It would be great if you could simply drop us an email as reminder to the usual contact email.

Thanks

Posted: 13 Aug 2009, 13:32
by jjduran
Lapo,

Thanks for the reply. I'm almost certain it has to do with ghost users due to poor disconnects, etc. Somehow these users are hanging certain rooms and causing the above problems.

It doesn't sound like you're on "a bit of a vacation" if you were able to reply on the forums? ... It sounds like you're suffering from a bit of "work-a-holic" syndrome =)

Anyway, I will eagerly await your response, and I'll send you a reminder email soon. For now, I've built a new mechanism that automatically attempts to destroy these "ghost rooms" when the errors begin to fire. I haven't been able to test it out as the errors haven't started yet, but I should know within a day or so if my workaround was successful.

As always, we appreciate the help.

Posted: 13 Aug 2009, 15:59
by Lapo
It doesn't sound like you're on "a bit of a vacation" if you were able to reply on the forums? ... It sounds like you're suffering from a bit of "work-a-holic" syndrome =)
A yes, I know the syndrome... it's difficult to cure :)
But when I said "we" I was referring to 2 of my colleagues, who are out of office for the next two weeks :P

Posted: 24 Aug 2009, 10:01
by AlecMcE
This sounds extremely similar to a bug that we are experiencing also. If you find a solution, please make it public.

Regards, Alec

Posted: 24 Aug 2009, 10:29
by Lapo
In order to be able to properly address the problem we would need to be able to reproduce it. It seems that this issue can be generated under particular scenarios/conditions and we haven't yet found a way to recreate such scenario.

We have already investigated possible thread safety issues but nothing specific was found. Additionally we have specific load testing procedures that can generate and destroy thousands of Room in search for a possible room-management bug, which was not found.

At the moment we can suggest to run a timed thread or scheduled task that checks for empty rooms and destroys them.

Since we are in the process of releasing a new update we will devote some extra time to inspect from a different perspective. If nothing is found we are available for dedicated consulting to locate the problem in your specific application.

Hope it helps

Posted: 24 Aug 2009, 10:37
by AlecMcE
"In order to be able to properly address the problem we would need to be able to reproduce it."

You've been reading our emails to our client!

We have also been unable to recreate locally but have numerous user reports that we have narrowed down to a failure of the joinServer call when there is definitely space available in the target room. We were thinking along the lines of 'ghost users' before we came across this post.
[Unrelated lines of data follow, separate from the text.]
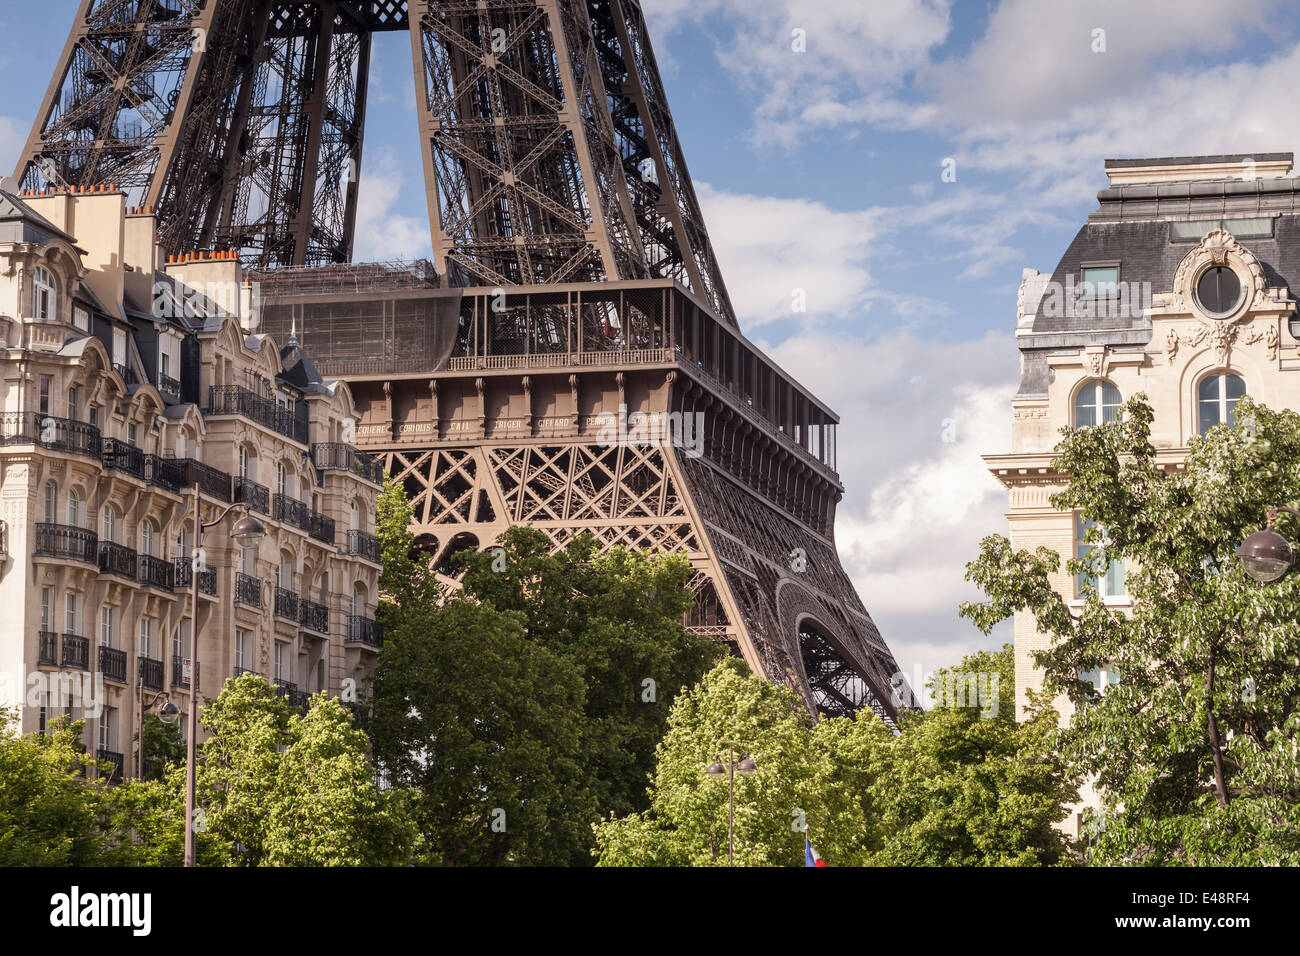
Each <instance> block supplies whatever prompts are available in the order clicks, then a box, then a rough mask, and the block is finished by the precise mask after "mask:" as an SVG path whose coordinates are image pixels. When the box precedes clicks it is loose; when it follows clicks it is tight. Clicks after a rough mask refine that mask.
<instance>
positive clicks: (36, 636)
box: [36, 631, 59, 667]
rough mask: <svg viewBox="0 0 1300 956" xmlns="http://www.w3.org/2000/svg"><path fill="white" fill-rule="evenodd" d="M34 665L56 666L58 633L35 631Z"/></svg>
mask: <svg viewBox="0 0 1300 956" xmlns="http://www.w3.org/2000/svg"><path fill="white" fill-rule="evenodd" d="M36 665H38V666H39V667H57V666H59V635H57V633H55V632H53V631H38V632H36Z"/></svg>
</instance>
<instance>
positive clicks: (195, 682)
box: [185, 485, 266, 866]
mask: <svg viewBox="0 0 1300 956" xmlns="http://www.w3.org/2000/svg"><path fill="white" fill-rule="evenodd" d="M199 498H200V494H199V486H198V485H195V488H194V553H195V555H198V554H200V553H201V549H203V532H205V531H207V529H208V528H214V527H216V525H218V524H221V522H224V520H226V515H229V514H230V512H231V511H237V510H242V511H243V512H244V515H243V518H240V519H239V520H238V522H235V524H234V527H233V528H231V529H230V536H231V537H233V538H234V541H235V544H238V545H239V546H240V548H242V549H244V550H247V549H248V548H256V546H257V544H259V542H260V541H261V537H263V535H265V533H266V525H264V524H263V523H261V522H260V520H259V519H256V518H253V516H252V515H251V514H248V505H247V503H244V502H242V501H237V502H235V503H234V505H230V506H227V507H226V510H225V511H222V512H221V514H220V515H217V516H216V518H214V519H213V520H211V522H208V523H207V524H204V523H203V519H201V516H200V515H199ZM190 654H191V659H192V661H194V667H192V672H191V675H190V719H188V727H187V732H186V739H185V865H186V866H194V790H195V763H194V749H195V740H196V737H198V736H199V568H198V567H192V566H191V574H190Z"/></svg>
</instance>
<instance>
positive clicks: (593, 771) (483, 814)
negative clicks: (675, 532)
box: [370, 483, 720, 864]
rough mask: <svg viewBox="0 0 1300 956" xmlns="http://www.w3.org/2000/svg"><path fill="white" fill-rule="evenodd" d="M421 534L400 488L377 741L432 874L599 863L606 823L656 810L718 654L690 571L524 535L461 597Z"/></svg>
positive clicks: (392, 503) (375, 734) (394, 494)
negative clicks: (603, 815) (648, 790)
mask: <svg viewBox="0 0 1300 956" xmlns="http://www.w3.org/2000/svg"><path fill="white" fill-rule="evenodd" d="M409 523H411V510H409V505H408V502H407V498H406V492H404V489H403V488H402V486H400V485H396V484H393V483H389V484H387V486H386V488H385V492H383V494H382V496H381V499H380V507H378V533H380V537H381V540H382V542H383V562H385V563H383V572H382V578H381V591H382V593H383V598H385V601H383V605H382V606H381V611H380V614H381V617H382V619H383V622H385V632H386V639H385V649H383V652H382V653H381V656H380V662H378V666H377V670H376V675H374V685H373V692H374V701H373V717H372V723H370V727H372V731H373V734H372V735H373V739H374V743H376V753H377V756H378V758H380V762H381V766H382V767H383V770H385V773H386V774H387V775H389V777H390V779H393V782H394V783H395V784H398V786H403V787H411V788H412V790H413V791H415V792H416V797H415V806H416V813H417V817H419V818H420V821H421V822H420V826H421V832H422V834H424V839H425V843H426V844H428V847H429V848H430V849H429V853H428V860H429V861H430V862H443V864H502V862H513V864H559V862H589V861H590V845H591V831H590V825H591V822H594V821H595V819H597V818H599V817H601V816H603V814H604V813H608V812H612V810H617V812H620V813H623V812H628V810H630V809H636V808H637V806H643V805H645V784H646V779H647V775H649V771H650V769H651V767H653V760H654V757H653V754H654V747H655V743H656V741H658V740H659V737H660V736H662V734H663V730H664V727H666V726H667V724H666V722H667V714H668V706H669V704H671V701H672V698H673V696H675V693H676V692H677V691H679V689H680V688H681V687H684V685H688V684H689V683H692V682H693V680H695V679H698V676H699V674H702V672H703V671H705V669H706V667H707V663H708V662H710V661H711V659H714V658H715V657H716V656H718V654H719V653H720V650H719V648H718V646H716V645H712V644H711V643H708V641H705V640H701V639H698V637H695V636H694V635H692V633H690V632H688V631H686V630H685V628H684V627H682V623H681V618H682V614H684V613H685V610H686V609H688V607H689V606H690V601H692V596H690V592H689V589H688V588H686V587H685V583H686V580H688V576H689V574H690V568H689V563H688V562H686V561H685V559H682V558H658V557H656V558H651V557H646V555H640V554H632V553H628V551H625V550H623V549H614V550H611V551H610V553H607V554H604V555H601V554H598V542H597V541H595V540H594V538H593V537H590V536H580V537H578V538H576V540H575V541H573V542H571V544H569V546H568V548H565V549H563V550H560V551H559V553H556V554H551V548H552V545H551V542H550V538H547V537H546V536H545V535H543V533H541V532H538V531H533V529H529V528H511V529H508V531H507V532H506V533H504V535H503V536H502V540H500V546H499V548H495V549H491V550H489V551H485V553H481V554H480V553H467V554H461V555H460V558H459V561H460V562H461V563H463V564H464V566H465V575H464V587H463V589H460V591H456V592H454V593H447V592H446V591H445V589H443V588H442V587H441V585H439V584H438V580H437V576H435V575H434V572H433V570H432V568H430V566H429V563H428V561H426V559H425V558H422V557H421V555H419V554H417V553H416V551H415V550H413V540H412V536H411V532H409ZM502 825H504V830H500V827H502Z"/></svg>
Thanks for the response, we'll give your suggestions some thought.

Alec

Posted: 24 Aug 2009, 11:28
by Lapo
Sorry which emails?
This post was not started by you. I am not able to correlate your name with recent emails received on this subject. Can you be more specific?
If you prefer you can send us an email with the details

Posted: 24 Aug 2009, 11:33
by AlecMcE
Sorry Lapo, it was an attempt at a joke. Your reply to us was the same as our reply to our clients.